Princess Haifa recalled her time working on the Saudia Ad Diriyah E-Prix in 2018, which included a three-day, 60,000-cap. music event featuring acts such as Derulo, Enrique Iglesias, David Guetta, OneRepublic and The Black Eyed Peas.

“That event made us realise that there is an appetite both locally and internationally to experience Saudi Arabia and for Saudis to experience their own country,” she said.

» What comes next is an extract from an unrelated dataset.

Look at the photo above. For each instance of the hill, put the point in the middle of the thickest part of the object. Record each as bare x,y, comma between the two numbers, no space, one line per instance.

While acknowledging the music scene was currently being “supercharged” by government bodies such as the General Entertainment Authority, she shared her hopes that in time, most events will be initiated by the private sector and Saudi creative communities.

“Because we are kick-starting and opening something that is an absolutely green field, there are a lot of regulatory reforms that need to accompany all these developing industries,” she said. “So this is why the government is playing a more proactive role at present while [understanding] there is a need for organic growth.”